Le virtù etiche e dianoetiche
La felicità si realizza concretamente attraverso le virtù, che Aristotele divide in due grandi gruppi a seconda della parte dell'anima che riguardano. Le virtù etiche governano la parte desiderante dell'anima e si formano con l'abitudine: nessuno nasce coraggioso, ma lo diventa compiendo molte volte atti coraggiosi, come un musicista diventa bravo suonando ogni giorno. Ogni virtù etica è un giusto mezzo fra due eccessi: il coraggio sta fra la viltà (mancanza) e la temerarietà (eccesso), la generosità fra l'avarizia e lo sperpero. Pensa a uno studente che deve studiare per un'interrogazione: chi non studia mai pecca per pigrizia, chi rinuncia a dormire e mangiare per studiare pecca per eccesso, mentre chi studia con costanza e misura trova il giusto mezzo. Le virtù dianoetiche, invece, riguardano la parte razionale dell'anima e si acquisiscono con l'insegnamento: le principali sono la sapienza (sophia), che riguarda le verità eterne, e la saggezza pratica (phronesis), che guida l'agire concreto. Una persona saggia non applica regole rigide, ma sa giudicare di volta in volta cosa è meglio fare in una situazione specifica.
L'uomo come animale politico
Aristotele afferma che l'uomo è per natura un "animale politico", cioè un essere che realizza la propria natura solo vivendo nella polis, la città-stato. Chi vive isolato, dice, o è una bestia o è un dio, perché solo nella comunità l'uomo può esercitare ragione, linguaggio e virtù. La famiglia soddisfa i bisogni quotidiani, il villaggio quelli più ampi, ma solo la città è una comunità che permette la vita buona e non semplicemente la sopravvivenza. Pensa a un ragazzo che cresce senza scuola, senza amici, senza dialogo: gli mancherebbero gli strumenti per sviluppare pienamente sé stesso. Per questo la politica, per Aristotele, è la prosecuzione naturale dell'etica: non si può essere veramente felici da soli, perché la felicità ha bisogno di relazioni, leggi giuste e amicizie autentiche. Ecco perché fisica, etica e politica formano un'unica visione del mondo, in cui ogni essere, dalla pietra all'uomo, cerca di realizzare ciò che è chiamato a essere.
Ricorda
- La fisica studia la physis come principio interno di movimento e divide il cosmo in mondo sublunare (quattro elementi) e mondo celeste (etere).
- Le quattro cause (materiale, formale, efficiente, finale) spiegano l'esistenza e il divenire di ogni cosa.

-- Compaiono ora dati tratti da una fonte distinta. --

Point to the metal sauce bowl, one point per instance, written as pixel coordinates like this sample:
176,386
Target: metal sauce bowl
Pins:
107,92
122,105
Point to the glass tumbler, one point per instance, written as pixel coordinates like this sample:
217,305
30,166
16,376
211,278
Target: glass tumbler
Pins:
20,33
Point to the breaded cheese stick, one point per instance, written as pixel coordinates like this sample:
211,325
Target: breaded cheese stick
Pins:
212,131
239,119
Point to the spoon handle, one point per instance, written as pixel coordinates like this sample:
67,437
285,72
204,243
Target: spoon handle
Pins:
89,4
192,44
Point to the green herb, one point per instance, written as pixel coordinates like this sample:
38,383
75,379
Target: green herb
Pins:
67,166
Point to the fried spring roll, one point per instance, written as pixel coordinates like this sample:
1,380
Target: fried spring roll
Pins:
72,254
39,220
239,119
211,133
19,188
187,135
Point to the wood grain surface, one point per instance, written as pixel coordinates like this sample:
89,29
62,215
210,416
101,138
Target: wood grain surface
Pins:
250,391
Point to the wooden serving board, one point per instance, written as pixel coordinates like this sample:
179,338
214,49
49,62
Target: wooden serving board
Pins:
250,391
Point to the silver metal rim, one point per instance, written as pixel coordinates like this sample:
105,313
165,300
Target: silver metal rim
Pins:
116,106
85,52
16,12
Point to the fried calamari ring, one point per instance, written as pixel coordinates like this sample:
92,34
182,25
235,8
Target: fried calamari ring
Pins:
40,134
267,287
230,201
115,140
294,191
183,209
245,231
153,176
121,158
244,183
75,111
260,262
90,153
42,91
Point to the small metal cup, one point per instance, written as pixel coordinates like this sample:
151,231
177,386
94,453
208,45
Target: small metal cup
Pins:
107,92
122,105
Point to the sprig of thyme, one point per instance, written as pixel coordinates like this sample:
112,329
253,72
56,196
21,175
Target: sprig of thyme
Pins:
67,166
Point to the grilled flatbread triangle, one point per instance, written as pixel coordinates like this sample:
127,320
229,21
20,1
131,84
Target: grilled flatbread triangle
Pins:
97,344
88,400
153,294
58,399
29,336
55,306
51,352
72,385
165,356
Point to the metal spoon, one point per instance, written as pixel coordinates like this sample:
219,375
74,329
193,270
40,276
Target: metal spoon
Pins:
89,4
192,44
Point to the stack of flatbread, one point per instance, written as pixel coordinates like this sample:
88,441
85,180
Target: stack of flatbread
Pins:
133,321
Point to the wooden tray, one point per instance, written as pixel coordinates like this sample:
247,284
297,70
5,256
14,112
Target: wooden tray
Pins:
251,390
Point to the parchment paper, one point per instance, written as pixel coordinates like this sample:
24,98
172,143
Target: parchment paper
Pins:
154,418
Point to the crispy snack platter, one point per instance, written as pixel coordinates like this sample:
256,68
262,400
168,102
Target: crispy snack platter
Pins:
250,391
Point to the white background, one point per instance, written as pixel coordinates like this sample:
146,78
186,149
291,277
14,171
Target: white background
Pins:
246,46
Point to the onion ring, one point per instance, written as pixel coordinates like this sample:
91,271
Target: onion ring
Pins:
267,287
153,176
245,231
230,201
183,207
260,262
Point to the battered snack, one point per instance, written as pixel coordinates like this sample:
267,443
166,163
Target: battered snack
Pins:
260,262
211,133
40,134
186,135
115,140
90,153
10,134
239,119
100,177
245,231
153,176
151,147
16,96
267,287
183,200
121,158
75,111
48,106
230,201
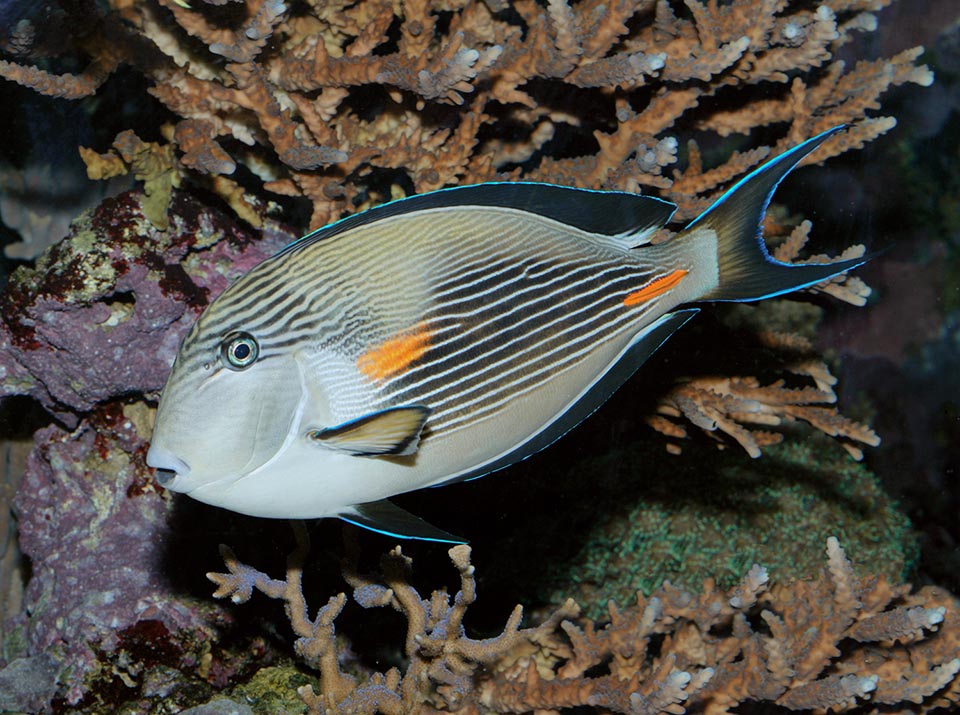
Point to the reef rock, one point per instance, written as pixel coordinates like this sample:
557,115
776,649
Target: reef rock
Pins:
103,311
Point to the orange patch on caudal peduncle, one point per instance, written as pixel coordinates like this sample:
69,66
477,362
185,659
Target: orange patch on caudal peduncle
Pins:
393,356
655,288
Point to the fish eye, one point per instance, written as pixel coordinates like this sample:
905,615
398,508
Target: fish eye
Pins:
239,351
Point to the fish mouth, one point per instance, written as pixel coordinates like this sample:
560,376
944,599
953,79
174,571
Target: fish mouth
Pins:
168,466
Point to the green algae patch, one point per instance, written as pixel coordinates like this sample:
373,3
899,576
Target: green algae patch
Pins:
710,514
273,691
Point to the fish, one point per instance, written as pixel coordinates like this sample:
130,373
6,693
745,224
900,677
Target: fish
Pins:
444,336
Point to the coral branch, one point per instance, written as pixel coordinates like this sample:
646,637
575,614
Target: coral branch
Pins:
709,655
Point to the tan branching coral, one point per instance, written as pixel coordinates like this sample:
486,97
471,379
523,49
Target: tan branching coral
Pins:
778,644
730,404
328,95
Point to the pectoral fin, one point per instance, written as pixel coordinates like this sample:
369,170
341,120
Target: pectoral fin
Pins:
394,431
387,518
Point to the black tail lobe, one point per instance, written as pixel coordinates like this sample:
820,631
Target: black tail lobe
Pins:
746,270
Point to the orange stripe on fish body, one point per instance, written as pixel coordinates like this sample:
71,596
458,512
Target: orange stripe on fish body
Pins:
393,356
655,288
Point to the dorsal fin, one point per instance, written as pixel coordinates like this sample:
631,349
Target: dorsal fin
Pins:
610,213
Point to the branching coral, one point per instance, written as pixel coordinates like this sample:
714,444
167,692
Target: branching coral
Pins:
756,642
475,92
729,404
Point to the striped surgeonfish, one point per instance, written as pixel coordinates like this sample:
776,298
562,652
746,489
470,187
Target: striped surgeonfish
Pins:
443,336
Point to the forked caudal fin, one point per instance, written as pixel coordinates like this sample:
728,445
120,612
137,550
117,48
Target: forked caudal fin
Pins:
746,269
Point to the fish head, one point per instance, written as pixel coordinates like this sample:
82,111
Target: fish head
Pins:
232,404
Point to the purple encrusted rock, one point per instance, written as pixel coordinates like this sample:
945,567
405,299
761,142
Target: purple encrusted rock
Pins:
104,311
88,332
91,520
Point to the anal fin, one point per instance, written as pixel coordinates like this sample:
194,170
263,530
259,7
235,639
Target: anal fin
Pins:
387,518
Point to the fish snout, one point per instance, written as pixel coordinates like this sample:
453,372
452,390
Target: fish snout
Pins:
168,465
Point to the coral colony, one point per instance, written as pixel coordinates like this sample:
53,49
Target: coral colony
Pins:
343,105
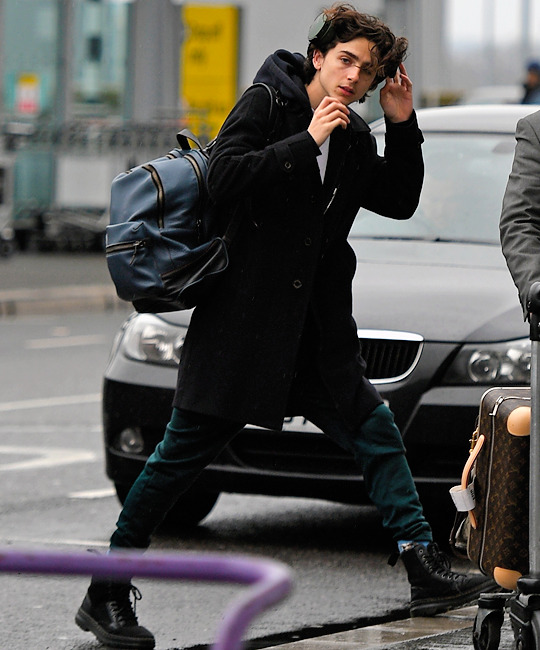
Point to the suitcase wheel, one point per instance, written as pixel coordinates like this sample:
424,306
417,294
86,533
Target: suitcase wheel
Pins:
488,623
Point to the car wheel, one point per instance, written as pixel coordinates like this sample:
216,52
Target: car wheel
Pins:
190,509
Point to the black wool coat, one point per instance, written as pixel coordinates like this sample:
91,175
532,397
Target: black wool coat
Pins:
283,309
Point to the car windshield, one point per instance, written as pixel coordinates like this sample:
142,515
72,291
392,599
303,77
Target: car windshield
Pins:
464,183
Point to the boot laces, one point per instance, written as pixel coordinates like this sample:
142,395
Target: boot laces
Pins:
438,562
121,607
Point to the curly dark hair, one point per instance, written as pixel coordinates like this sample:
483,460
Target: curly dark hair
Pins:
347,24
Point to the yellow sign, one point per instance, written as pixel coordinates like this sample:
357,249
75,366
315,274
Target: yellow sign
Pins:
208,66
27,94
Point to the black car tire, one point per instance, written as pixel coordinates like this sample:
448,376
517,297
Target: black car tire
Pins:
190,509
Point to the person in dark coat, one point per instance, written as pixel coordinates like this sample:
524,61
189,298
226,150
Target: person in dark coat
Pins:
277,337
520,214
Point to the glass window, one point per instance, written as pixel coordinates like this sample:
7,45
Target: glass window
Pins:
464,183
100,52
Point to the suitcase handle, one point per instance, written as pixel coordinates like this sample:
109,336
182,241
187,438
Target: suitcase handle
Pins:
533,309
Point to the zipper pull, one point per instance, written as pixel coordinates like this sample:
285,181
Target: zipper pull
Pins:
331,199
136,246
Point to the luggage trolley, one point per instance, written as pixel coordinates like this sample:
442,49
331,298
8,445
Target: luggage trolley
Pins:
524,603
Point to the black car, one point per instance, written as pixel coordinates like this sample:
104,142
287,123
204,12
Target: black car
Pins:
439,322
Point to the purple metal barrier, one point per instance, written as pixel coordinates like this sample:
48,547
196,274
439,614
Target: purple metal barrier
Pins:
269,581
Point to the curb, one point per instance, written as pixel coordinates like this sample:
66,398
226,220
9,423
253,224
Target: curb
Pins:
456,625
55,300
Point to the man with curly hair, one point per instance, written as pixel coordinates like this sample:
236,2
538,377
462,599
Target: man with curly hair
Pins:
278,337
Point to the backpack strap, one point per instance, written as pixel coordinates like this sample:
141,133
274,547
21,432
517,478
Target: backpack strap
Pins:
184,136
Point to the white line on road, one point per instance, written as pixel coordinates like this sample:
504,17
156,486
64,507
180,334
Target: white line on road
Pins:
93,494
65,342
66,400
46,457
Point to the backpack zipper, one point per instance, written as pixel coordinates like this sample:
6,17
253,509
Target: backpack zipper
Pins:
134,245
160,193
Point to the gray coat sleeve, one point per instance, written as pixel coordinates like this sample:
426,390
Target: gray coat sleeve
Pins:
520,217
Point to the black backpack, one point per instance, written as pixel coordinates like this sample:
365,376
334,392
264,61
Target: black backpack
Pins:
161,252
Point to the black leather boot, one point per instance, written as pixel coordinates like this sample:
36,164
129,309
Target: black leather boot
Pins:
107,612
435,588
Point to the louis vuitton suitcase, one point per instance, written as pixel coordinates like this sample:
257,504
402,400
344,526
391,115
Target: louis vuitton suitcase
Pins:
495,486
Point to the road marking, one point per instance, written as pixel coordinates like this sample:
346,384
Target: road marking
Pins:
46,457
93,494
66,400
65,342
88,543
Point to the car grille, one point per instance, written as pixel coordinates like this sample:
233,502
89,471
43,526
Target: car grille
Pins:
389,355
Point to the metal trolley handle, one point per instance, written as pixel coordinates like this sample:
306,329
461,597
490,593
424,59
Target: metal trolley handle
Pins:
533,308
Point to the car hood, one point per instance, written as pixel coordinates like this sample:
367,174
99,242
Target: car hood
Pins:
443,291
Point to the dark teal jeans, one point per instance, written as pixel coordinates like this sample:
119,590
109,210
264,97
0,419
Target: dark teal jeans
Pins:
192,441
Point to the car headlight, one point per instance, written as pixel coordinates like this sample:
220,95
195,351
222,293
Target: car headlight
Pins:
148,338
493,363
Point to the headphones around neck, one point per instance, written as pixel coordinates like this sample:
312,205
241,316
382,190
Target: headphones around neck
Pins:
321,31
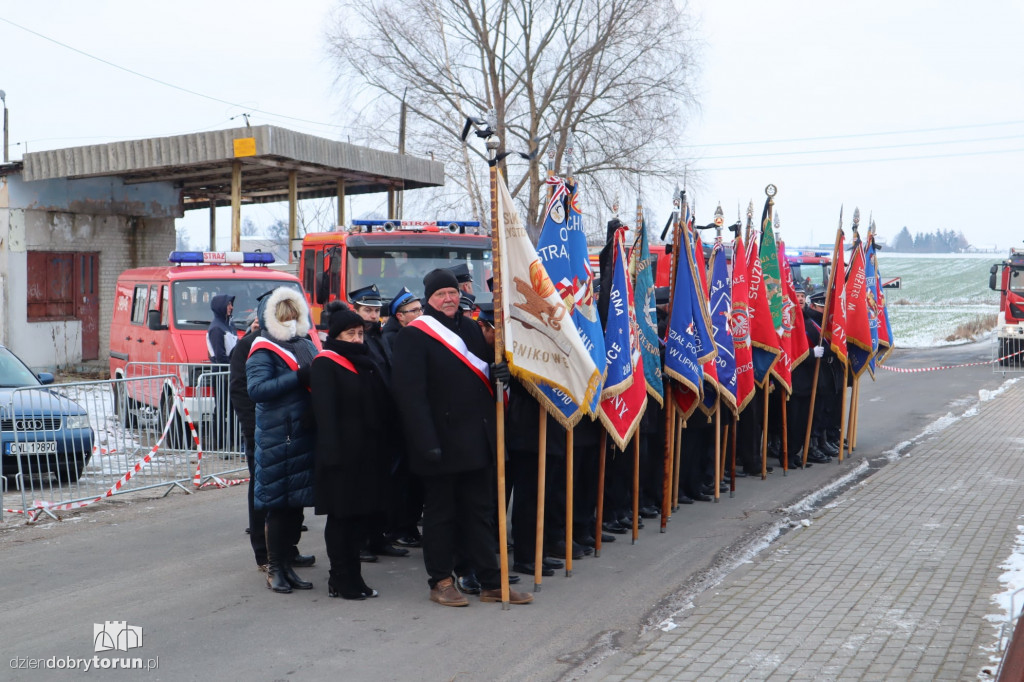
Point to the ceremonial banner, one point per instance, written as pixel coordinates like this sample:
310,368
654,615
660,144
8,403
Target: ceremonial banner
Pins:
646,314
689,342
764,338
542,346
739,326
834,320
858,322
562,250
625,396
881,332
720,298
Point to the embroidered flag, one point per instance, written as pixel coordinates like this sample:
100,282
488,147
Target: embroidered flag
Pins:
542,346
646,314
739,325
562,250
858,323
720,298
764,338
625,394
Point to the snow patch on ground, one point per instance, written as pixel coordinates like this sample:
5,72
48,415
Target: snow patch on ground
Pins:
1010,601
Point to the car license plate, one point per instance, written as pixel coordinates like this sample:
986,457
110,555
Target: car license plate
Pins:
34,448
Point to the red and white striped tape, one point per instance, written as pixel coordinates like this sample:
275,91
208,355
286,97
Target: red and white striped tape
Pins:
900,370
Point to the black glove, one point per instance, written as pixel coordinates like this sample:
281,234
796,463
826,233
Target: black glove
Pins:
500,372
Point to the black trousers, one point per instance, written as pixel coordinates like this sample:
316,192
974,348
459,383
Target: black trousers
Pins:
457,523
257,517
344,538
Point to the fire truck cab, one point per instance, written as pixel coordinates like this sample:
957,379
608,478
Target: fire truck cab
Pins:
390,254
160,323
1008,279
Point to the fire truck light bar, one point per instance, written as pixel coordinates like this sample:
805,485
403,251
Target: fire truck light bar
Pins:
221,257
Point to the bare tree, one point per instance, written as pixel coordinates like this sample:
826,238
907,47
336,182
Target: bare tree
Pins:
614,73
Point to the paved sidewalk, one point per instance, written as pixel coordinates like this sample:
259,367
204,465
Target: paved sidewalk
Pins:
891,582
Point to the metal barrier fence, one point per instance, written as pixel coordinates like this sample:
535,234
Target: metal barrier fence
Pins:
1008,354
67,445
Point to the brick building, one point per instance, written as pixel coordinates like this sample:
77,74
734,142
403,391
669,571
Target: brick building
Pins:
73,219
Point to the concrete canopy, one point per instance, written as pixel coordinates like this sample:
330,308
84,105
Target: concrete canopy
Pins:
200,165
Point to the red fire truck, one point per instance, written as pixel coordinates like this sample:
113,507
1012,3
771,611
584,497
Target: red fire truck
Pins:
1008,279
390,254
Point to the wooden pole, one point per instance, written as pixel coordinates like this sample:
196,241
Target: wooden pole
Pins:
783,398
636,486
237,206
568,503
542,463
764,435
293,210
670,432
718,449
341,203
732,459
842,413
600,491
810,413
503,546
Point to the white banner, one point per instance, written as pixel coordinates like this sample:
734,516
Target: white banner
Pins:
542,344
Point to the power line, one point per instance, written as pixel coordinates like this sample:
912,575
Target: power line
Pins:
863,134
865,161
171,85
857,148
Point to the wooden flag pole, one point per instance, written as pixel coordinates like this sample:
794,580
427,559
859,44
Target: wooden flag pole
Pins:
842,413
718,449
600,492
732,459
783,398
670,432
676,454
636,486
764,435
493,142
568,502
542,467
810,410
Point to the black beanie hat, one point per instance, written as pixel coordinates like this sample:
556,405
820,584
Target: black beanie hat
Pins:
342,320
438,279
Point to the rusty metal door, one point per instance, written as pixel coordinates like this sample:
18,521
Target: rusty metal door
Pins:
87,302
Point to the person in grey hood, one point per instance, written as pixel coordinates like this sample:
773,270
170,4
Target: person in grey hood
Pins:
221,337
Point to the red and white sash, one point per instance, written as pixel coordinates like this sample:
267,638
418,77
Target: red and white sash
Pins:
340,359
454,342
263,343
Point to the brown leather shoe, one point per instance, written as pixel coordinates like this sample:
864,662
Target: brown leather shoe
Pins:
445,594
514,597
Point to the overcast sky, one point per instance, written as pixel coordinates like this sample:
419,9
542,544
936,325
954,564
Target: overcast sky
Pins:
912,111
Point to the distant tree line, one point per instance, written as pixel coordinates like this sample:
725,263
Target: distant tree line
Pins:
941,241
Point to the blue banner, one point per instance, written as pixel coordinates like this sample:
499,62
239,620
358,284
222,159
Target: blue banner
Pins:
650,345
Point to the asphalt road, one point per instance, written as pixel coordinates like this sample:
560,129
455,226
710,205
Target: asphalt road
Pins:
180,568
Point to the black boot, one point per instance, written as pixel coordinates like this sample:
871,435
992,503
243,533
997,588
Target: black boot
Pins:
274,572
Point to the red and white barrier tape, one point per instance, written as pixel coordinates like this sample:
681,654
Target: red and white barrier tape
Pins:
947,367
39,506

- Il movimento è passaggio dalla potenza all'atto.
- Il fine dell'uomo è l'eudaimonia, raggiunta esercitando bene la funzione razionale dell'anima.
- Le virtù etiche si formano con l'abitudine e sono il giusto mezzo fra due eccessi; le dianoetiche si acquisiscono con l'insegnamento.
- L'uomo è animale politico: la felicità piena si realizza nella polis.
Piccolo esercizio di verifica (svolgi sul quaderno): scegli un oggetto che hai sulla scrivania (per esempio un astuccio) e descrivilo individuando le sue quattro cause aristoteliche. Poi scegli una virtù etica diversa dal coraggio e indica i due eccessi fra cui essa rappresenta il giusto mezzo, spiegando con un esempio quotidiano in cui ciascuno dei tre comportamenti potrebbe manifestarsi.